I finished the late Oliver Sacks’ most recent (and most general) memoir days before his death. As an avid listener of Radiolab (where he was a frequent contributor) I was aware of the severity of his illness as I read, which lent the whole experience a far more deliberate sense of looking back upon a life in its entirety. Sacks cast a wide net in his life, pursuing science with a sense of narrative that evoked the best scientific writing of the 19th century, but with all of the wonderful advances and wide knowledge base of the 20th century driving him to greater specificity and rigor, and his personal life is equally compelling.

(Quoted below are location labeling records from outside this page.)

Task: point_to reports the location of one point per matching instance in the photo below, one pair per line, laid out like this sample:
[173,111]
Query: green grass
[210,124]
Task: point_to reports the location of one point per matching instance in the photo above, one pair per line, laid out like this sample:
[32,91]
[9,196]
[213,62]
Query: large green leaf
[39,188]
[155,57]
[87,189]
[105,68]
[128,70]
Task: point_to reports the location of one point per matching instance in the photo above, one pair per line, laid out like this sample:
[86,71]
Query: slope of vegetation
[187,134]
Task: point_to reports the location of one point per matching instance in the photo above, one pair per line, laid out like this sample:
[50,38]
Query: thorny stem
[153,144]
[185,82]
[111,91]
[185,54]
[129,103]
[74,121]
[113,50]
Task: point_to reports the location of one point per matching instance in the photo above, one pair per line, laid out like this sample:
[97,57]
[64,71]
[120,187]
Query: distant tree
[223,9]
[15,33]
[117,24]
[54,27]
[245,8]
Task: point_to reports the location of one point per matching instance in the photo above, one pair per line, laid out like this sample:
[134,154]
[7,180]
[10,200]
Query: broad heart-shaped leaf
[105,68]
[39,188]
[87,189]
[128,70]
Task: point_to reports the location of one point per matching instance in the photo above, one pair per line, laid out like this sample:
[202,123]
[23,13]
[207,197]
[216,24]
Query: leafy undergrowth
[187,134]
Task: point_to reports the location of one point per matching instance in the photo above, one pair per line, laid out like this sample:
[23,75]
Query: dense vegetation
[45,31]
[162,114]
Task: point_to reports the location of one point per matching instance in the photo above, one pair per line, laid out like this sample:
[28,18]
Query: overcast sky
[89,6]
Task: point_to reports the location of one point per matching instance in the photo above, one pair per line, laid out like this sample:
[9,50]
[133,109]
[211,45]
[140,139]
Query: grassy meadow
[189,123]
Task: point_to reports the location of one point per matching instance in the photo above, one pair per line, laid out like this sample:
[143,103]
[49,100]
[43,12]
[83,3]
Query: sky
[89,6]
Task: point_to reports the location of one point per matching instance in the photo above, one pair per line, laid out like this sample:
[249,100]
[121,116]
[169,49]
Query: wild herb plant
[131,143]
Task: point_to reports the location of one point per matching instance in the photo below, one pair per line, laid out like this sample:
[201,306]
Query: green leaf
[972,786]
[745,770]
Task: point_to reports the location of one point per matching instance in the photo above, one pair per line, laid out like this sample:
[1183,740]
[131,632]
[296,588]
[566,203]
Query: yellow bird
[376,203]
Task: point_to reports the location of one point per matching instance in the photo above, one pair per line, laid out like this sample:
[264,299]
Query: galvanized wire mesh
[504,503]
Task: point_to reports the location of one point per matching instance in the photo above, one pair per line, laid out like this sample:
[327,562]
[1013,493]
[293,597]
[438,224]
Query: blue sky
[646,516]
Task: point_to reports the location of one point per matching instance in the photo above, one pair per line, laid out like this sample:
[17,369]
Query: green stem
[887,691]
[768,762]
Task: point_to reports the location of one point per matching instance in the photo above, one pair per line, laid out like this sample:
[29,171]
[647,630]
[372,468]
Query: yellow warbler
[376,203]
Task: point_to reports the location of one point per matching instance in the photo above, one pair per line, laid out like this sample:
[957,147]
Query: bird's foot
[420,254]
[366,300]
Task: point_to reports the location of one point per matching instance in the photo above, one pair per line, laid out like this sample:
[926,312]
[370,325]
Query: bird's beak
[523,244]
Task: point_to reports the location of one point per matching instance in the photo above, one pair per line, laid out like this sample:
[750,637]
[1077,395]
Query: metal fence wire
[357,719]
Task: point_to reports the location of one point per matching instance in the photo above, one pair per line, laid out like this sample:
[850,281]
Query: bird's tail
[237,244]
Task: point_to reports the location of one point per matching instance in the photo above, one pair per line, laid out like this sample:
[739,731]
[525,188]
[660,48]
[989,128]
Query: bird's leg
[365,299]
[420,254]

This is far more what, growing up, I would have called an autobiography, as opposed to a literary memoir. Not to say that there’s anything wrong with Sacks’ prose. It’s simple and direct, but each word is well-chosen. The intent is not to dazzle, but to create an honest and plain communication between the reader and the life of the author. Sacks only falls into that Latinate vernacular when describing something in medical terms, camping squarely in the Anglo-Saxon when he tells us stories of his days riding motorcycles to the Grand Canyon on the weekends or participating in competitive weightlifting at Muscle Beach.

One of the things I find myself repeating in my reading log is how little the subject matter really matters, at least in comparison to the honest joy the communicator can bring to bear through good prose. I’m certain this truth has its limits (I probably don’t want to read about the minutia of the breeding displays of Western Fence-Post lizards, no matter how passionately its described), but I’ve found it to be a worthwhile truism. Sacks’ memoir details a fascinating and richly lived existence, but, more importantly, it does so with real, communicable joy.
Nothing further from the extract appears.